In an 8-1 vote Tuesday, the council voted against County Executive Isiah Leggett's amendment to the 1999 Silver Spring Urban Renewal Plan, which prohibits bridges over Wayne Avenue because it would be detrimental to nearby street-level retail.
The $750,000 pedestrian bridge had been proposed, and supported by Leggett (D) and the county's Commission of People with Disabilities, to allow the disabled and elderly to access the library without having to cross the busy intersection of Fenton Street and Wayne Avenue. The six-story library building, which will include an art center and county office space, will be located at Fenton and Wayne.
Residents had been mostly split on the pedestrian bridge, with Silver Spring Friends of the Library in favor of it and the Silver Spring Citizens Advisory Board against it.
But the opinion of council members and staff from the Maryland-National Capital Park and Planning Commission – that handicap-accessible parking could be achieved without necessitating a bridge – eventually won out.
"It can't be this is the one place in Montgomery County where, in order to achieve fair access, we need a bridge," Councilman Marc Elrich (D-At large) of Takoma Park said at a joint worksession of the council's Health and Human Services Committee and Planning Housing and Economic Development Committee on July 21.
Councilman George Leventhal (D-At large) of Takoma Park cast the dissenting vote in favor of reopening the plan.
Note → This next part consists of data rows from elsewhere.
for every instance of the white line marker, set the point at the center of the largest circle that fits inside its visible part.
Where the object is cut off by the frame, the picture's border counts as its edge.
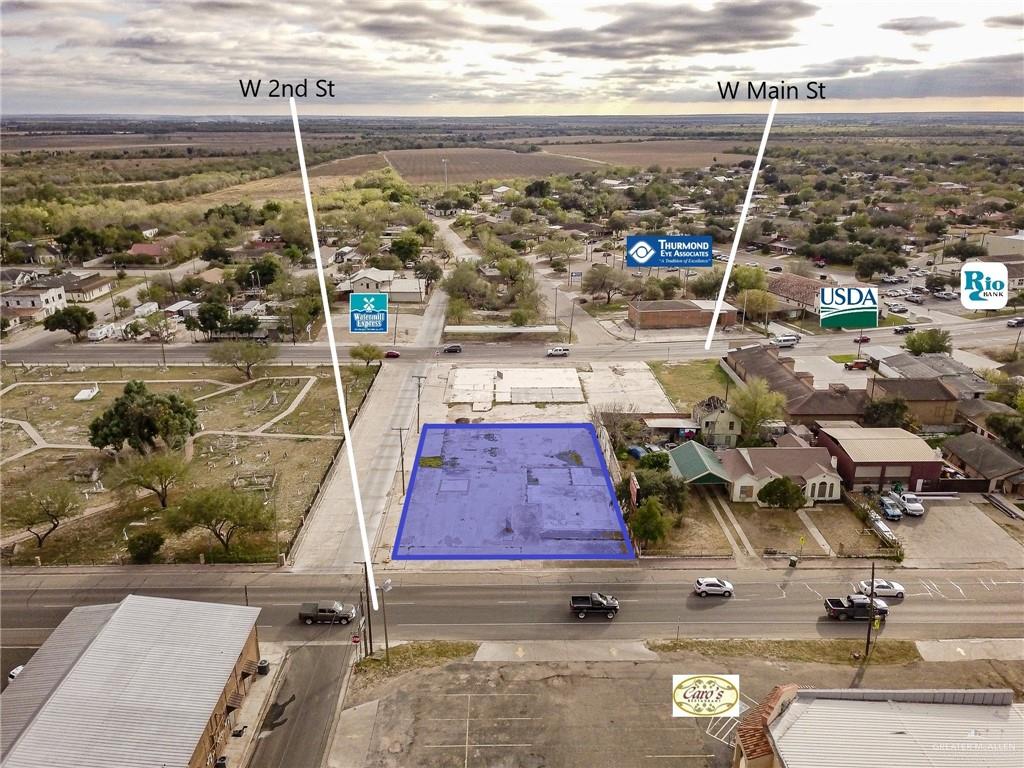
(343, 411)
(740, 223)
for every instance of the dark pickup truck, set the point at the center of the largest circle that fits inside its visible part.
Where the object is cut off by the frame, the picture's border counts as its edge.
(327, 612)
(855, 606)
(595, 602)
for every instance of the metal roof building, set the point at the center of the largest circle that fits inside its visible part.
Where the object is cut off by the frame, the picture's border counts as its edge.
(142, 682)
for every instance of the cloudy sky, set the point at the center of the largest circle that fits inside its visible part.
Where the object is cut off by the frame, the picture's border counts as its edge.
(508, 56)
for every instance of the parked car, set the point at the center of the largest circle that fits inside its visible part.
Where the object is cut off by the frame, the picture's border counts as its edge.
(595, 602)
(890, 509)
(855, 606)
(882, 588)
(330, 611)
(712, 586)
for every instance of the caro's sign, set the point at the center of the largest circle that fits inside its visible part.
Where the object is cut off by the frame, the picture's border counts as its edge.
(705, 695)
(853, 306)
(984, 285)
(668, 250)
(368, 313)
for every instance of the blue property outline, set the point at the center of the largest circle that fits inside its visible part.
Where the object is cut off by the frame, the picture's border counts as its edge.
(628, 555)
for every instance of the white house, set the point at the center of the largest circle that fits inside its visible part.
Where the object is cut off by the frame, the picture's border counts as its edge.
(811, 468)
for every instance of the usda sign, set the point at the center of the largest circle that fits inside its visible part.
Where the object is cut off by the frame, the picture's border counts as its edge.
(849, 307)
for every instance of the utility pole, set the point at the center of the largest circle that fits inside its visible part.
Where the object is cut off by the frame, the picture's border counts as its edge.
(401, 444)
(419, 392)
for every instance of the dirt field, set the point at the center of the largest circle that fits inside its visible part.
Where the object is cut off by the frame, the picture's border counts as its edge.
(424, 166)
(668, 154)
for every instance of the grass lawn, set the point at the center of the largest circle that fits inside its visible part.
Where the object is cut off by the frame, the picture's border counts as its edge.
(774, 528)
(688, 383)
(817, 651)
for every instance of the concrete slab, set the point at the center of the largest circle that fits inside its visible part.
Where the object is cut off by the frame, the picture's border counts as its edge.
(1006, 649)
(565, 650)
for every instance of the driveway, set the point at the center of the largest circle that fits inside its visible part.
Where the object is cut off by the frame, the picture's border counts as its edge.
(956, 535)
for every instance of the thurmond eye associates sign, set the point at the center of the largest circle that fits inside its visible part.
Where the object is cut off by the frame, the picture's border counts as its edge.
(668, 250)
(849, 306)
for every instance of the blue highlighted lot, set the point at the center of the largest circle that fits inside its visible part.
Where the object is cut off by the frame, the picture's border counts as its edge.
(510, 492)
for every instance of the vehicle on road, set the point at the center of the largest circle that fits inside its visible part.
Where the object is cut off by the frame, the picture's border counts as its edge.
(883, 588)
(712, 586)
(890, 509)
(908, 503)
(855, 606)
(330, 611)
(595, 602)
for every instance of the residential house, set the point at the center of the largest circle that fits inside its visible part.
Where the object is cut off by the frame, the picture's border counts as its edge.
(719, 426)
(918, 728)
(811, 468)
(979, 457)
(804, 403)
(930, 402)
(879, 457)
(146, 681)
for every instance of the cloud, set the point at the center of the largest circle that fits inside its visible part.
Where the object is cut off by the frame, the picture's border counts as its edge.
(918, 25)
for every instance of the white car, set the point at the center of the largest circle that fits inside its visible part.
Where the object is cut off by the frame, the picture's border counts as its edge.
(882, 588)
(712, 586)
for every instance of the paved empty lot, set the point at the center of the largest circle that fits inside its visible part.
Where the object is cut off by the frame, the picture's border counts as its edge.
(954, 535)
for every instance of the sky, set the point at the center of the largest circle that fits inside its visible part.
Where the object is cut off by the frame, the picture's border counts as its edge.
(489, 57)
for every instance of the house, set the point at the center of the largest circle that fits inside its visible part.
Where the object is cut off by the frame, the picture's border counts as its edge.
(804, 403)
(930, 402)
(33, 302)
(146, 681)
(719, 426)
(979, 457)
(919, 728)
(678, 313)
(811, 468)
(879, 457)
(697, 465)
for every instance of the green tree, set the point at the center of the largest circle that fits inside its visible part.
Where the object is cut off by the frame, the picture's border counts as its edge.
(157, 472)
(41, 512)
(139, 417)
(75, 320)
(756, 404)
(243, 355)
(144, 547)
(647, 523)
(782, 493)
(931, 340)
(367, 352)
(223, 512)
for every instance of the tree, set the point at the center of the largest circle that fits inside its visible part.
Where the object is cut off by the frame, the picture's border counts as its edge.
(139, 417)
(887, 412)
(221, 511)
(157, 472)
(647, 523)
(75, 320)
(932, 340)
(143, 547)
(782, 493)
(49, 506)
(366, 352)
(756, 404)
(243, 355)
(602, 279)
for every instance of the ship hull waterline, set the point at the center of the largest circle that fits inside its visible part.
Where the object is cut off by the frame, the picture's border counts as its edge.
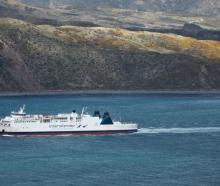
(69, 133)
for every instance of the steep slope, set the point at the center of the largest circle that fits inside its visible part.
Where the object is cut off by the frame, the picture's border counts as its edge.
(199, 7)
(69, 58)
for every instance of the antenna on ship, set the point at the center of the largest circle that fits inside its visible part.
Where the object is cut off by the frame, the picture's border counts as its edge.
(22, 109)
(83, 110)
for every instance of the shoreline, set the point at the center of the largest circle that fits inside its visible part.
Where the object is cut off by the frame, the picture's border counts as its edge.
(111, 92)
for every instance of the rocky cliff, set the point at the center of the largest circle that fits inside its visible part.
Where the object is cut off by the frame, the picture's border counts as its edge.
(49, 47)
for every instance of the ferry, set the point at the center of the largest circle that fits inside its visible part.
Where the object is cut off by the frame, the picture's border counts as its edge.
(22, 124)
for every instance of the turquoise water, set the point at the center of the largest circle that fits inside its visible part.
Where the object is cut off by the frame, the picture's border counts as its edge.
(178, 143)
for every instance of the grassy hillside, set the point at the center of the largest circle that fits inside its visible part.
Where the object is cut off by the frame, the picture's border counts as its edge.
(69, 57)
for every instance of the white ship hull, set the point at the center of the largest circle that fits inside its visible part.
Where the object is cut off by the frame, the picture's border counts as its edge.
(61, 124)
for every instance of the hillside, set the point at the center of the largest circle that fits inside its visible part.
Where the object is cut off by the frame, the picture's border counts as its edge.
(44, 57)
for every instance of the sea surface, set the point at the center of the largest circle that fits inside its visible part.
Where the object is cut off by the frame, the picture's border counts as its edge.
(178, 143)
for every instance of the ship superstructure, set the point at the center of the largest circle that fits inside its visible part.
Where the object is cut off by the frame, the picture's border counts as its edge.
(21, 123)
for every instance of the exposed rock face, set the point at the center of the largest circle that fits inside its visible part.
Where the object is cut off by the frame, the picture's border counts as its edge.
(199, 7)
(43, 52)
(34, 59)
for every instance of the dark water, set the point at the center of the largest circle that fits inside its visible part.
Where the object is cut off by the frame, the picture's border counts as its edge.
(178, 143)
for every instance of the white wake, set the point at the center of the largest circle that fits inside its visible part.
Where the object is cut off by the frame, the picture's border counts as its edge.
(178, 130)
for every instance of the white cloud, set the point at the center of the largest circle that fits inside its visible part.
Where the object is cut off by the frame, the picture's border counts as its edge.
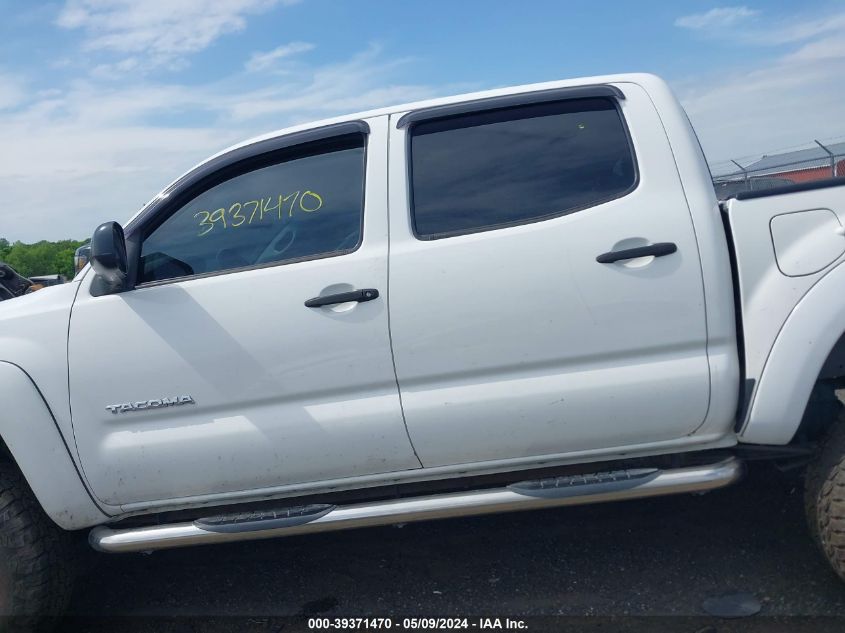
(96, 151)
(157, 33)
(262, 61)
(13, 91)
(720, 17)
(788, 101)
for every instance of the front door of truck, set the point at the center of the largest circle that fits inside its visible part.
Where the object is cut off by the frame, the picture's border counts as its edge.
(545, 288)
(212, 376)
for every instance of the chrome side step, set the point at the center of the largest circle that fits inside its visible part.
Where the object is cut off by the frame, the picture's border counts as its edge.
(526, 495)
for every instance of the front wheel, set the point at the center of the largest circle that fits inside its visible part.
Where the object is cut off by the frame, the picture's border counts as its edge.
(35, 561)
(825, 497)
"If we don't provide access that the disabled commission wants us to provide, then the usage of the library will be smaller than we want it to be," Leventhal said at Tuesday's vote.
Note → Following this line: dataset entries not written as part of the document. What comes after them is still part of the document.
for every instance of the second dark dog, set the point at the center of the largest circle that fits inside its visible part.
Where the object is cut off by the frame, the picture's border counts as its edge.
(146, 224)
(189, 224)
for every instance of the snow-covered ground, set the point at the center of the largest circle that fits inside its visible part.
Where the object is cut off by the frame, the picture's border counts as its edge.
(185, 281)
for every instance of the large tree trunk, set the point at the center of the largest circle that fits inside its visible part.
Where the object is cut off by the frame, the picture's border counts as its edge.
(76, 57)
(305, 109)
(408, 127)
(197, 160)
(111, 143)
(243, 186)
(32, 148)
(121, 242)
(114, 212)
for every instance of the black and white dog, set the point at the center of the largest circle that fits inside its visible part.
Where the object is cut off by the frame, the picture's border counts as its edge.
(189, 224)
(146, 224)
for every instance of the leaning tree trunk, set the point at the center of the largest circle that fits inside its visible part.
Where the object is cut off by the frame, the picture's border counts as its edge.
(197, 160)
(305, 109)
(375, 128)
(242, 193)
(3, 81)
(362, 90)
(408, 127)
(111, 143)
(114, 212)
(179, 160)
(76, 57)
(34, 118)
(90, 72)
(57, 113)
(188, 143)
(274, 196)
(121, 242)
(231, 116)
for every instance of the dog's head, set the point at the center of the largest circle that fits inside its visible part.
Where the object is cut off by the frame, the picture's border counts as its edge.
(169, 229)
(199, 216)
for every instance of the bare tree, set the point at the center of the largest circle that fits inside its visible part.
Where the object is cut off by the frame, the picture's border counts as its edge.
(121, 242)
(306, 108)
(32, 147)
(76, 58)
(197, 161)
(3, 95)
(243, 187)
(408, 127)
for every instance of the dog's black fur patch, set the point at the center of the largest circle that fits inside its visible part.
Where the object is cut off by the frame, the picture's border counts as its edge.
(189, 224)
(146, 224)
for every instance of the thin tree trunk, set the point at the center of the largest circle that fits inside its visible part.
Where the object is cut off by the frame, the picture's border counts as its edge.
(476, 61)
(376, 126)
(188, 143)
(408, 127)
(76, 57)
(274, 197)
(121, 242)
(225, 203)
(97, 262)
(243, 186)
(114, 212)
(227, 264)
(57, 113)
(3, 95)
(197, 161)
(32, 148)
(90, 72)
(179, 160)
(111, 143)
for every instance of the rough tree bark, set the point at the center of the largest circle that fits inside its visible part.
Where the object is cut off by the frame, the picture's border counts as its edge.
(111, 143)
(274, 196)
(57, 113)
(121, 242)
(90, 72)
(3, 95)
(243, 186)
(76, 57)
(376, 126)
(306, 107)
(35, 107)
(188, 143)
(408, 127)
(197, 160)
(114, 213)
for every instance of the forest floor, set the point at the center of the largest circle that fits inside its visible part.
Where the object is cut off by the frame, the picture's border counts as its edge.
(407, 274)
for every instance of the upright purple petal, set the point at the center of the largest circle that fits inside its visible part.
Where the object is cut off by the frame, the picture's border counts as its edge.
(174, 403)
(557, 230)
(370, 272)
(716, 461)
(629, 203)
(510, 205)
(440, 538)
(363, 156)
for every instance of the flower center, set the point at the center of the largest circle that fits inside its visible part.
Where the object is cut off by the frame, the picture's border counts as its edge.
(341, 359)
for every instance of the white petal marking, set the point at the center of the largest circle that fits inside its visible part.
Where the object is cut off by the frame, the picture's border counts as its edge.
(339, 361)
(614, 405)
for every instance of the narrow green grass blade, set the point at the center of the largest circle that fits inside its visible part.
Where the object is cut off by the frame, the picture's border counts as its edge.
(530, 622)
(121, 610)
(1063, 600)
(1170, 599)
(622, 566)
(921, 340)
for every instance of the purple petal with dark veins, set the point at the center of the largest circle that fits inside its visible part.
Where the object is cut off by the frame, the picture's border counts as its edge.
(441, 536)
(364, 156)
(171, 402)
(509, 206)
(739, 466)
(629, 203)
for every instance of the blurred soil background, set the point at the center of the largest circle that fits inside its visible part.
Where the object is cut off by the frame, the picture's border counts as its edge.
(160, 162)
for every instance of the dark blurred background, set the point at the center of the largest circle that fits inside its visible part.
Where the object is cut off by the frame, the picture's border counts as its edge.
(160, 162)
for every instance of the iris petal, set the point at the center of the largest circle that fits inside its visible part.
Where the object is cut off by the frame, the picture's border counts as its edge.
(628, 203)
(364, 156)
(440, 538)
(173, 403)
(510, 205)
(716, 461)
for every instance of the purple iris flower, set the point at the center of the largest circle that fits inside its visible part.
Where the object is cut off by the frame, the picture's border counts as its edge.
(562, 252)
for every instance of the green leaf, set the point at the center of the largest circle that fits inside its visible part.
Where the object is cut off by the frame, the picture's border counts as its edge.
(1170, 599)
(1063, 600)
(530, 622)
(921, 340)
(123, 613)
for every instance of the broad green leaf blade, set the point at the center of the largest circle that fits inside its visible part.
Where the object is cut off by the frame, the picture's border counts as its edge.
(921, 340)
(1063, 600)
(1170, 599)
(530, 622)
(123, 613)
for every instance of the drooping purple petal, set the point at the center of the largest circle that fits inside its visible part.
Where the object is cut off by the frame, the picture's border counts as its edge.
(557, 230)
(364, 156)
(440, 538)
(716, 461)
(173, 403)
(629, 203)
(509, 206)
Cindy Buddington, chairwoman of the disabled commission, said in a telephone interview Monday that the council did listen to the pleas of the disabled for a bridge, but "I just really don't think they will be able to find a solution."
The library will include a disability resource center.
In place of the bridge, planners will devise alternative locations for five or six handicap-accessible parking spaces serving the library.
Planning staff suggested a three-phase system that would first put the parking spaces off Bonifant Street at the now-vacant site of a future residential building that is part of the library project. When construction on that building begins, those spaces will be moved to a lane of Bonifant Street that will be occupied by the Purple Line, which will have a stop at the library. When the underground parking garage that will serve the residential building is completed, the handicap-accessible spaces will be moved there indefinitely.
Planners said the cost will be between $400,000 and $500,000 and the parking spaces would be about 170 feet from the library, on par with the estimated distance using the pedestrian bridge.
The council did not yet approve that proposal, however, and library planners will continue to look at handicap parking alternatives, said Councilman Michael J. Knapp.
"There weren't concrete proposals put forward on the table that say, This is the answer,'" Knapp (D-Dist. 2) of Germantown said. "… We gave the direction to the executive branch and planning staff to go out and work together and find a cost-effective solution to this problem."
The pedestrian bridge conflict again put the county's disabled community at the forefront of a planning issue. In April, a resolution was passed to eliminate the use of brick pavers on public right-of-ways, except in urban districts charged with maintaining them, because the brick pavers make county sidewalks too difficult to traverse for the disabled.
It was an example of county officials listening to the disabled, but only as a corrective measure, Buddington said.
"They need to get the disabled community involved in the early planning of situations, whether it's a building, streetscape or Metro station," she said. "That way we could hash out some of these issues earlier."